ΑΙhub.org
 

If AI image generators are so smart, why do they struggle to write and count?


by
17 July 2023



share this:

AI image produced using the prompt ‘hyper-realistic ten hands on a picture with text saying hello’. Midjourney, author provided.

By Seyedali Mirjalili, Torrens University Australia

Generative AI tools such as Midjourney, Stable Diffusion and DALL-E 2 have astounded us with their ability to produce remarkable images in a matter of seconds.

Despite their achievements, however, there remains a puzzling disparity between what AI image generators can produce and what we can. For instance, these tools often won’t deliver satisfactory results for seemingly simple tasks such as counting objects and producing accurate text.

If generative AI has reached such unprecedented heights in creative expression, why does it struggle with tasks even a primary school student could complete?

Exploring the underlying reasons helps sheds light on the complex numerical nature of AI, and the nuance of its capabilities.

AI’s limitations with writing

Humans can easily recognise text symbols (such as letters, numbers and characters) written in various different fonts and handwriting. We can also produce text in different contexts, and understand how context can change meaning.

Current AI image generators lack this inherent understanding. They have no true comprehension of what any text symbols mean. These generators are built on artificial neural networks trained on massive amounts of image data, from which they “learn” associations and make predictions.

Combinations of shapes in the training images are associated with various entities. For example, two inward-facing lines that meet might represent the tip of a pencil, or the roof of a house.

But when it comes to text and quantities, the associations must be incredibly accurate, since even minor imperfections are noticeable. Our brains can overlook slight deviations in a pencil’s tip, or a roof – but not as much when it comes to how a word is written, or the number of fingers on a hand.

As far as text-to-image models are concerned, text symbols are just combinations of lines and shapes. Since text comes in so many different styles – and since letters and numbers are used in seemingly endless arrangements – the model often won’t learn how to effectively reproduce text.

AI-generated image produced in response to the prompt ‘KFC logo’. Imagine AI.

The main reason for this is insufficient training data.
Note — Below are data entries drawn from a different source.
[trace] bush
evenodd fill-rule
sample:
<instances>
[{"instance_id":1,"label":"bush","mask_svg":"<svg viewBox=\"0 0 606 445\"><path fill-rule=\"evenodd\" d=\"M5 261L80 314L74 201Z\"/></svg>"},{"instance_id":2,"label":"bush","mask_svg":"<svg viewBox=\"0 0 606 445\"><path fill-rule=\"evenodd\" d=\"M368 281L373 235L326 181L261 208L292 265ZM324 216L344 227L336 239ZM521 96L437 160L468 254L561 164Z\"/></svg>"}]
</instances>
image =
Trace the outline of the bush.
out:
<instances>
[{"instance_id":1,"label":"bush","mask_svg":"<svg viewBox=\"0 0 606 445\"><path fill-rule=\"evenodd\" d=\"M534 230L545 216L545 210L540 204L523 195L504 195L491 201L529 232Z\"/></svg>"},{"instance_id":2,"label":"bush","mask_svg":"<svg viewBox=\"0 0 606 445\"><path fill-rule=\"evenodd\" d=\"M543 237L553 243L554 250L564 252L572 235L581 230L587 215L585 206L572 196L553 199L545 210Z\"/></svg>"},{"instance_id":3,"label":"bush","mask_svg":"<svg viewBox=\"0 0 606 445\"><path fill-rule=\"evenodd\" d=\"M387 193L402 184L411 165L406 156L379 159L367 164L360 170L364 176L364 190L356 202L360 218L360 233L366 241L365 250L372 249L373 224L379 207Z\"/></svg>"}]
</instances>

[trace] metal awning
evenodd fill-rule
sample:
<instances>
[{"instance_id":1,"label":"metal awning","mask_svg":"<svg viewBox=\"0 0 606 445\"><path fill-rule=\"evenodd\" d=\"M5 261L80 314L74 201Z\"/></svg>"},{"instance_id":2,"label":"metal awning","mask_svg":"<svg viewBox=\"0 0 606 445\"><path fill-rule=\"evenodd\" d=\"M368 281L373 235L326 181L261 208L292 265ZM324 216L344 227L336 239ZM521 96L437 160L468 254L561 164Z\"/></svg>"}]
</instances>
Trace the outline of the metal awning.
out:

AI image generators require much more training data to accurately represent text and quantities than they do for other tasks.

The tragedy of AI hands

Issues also arise when dealing with smaller objects that require intricate details, such as hands.

Two AI-generated images produced in response to the prompt ‘young girl holding up ten fingers, realistic’. Shutterstock AI.

In training images, hands are often small, holding objects, or partially obscured by other elements. It becomes challenging for AI to associate the term “hand” with the exact representation of a human hand with five fingers.

Consequently, AI-generated hands often look misshapen, have additional or fewer fingers, or have hands partially covered by objects such as sleeves or purses.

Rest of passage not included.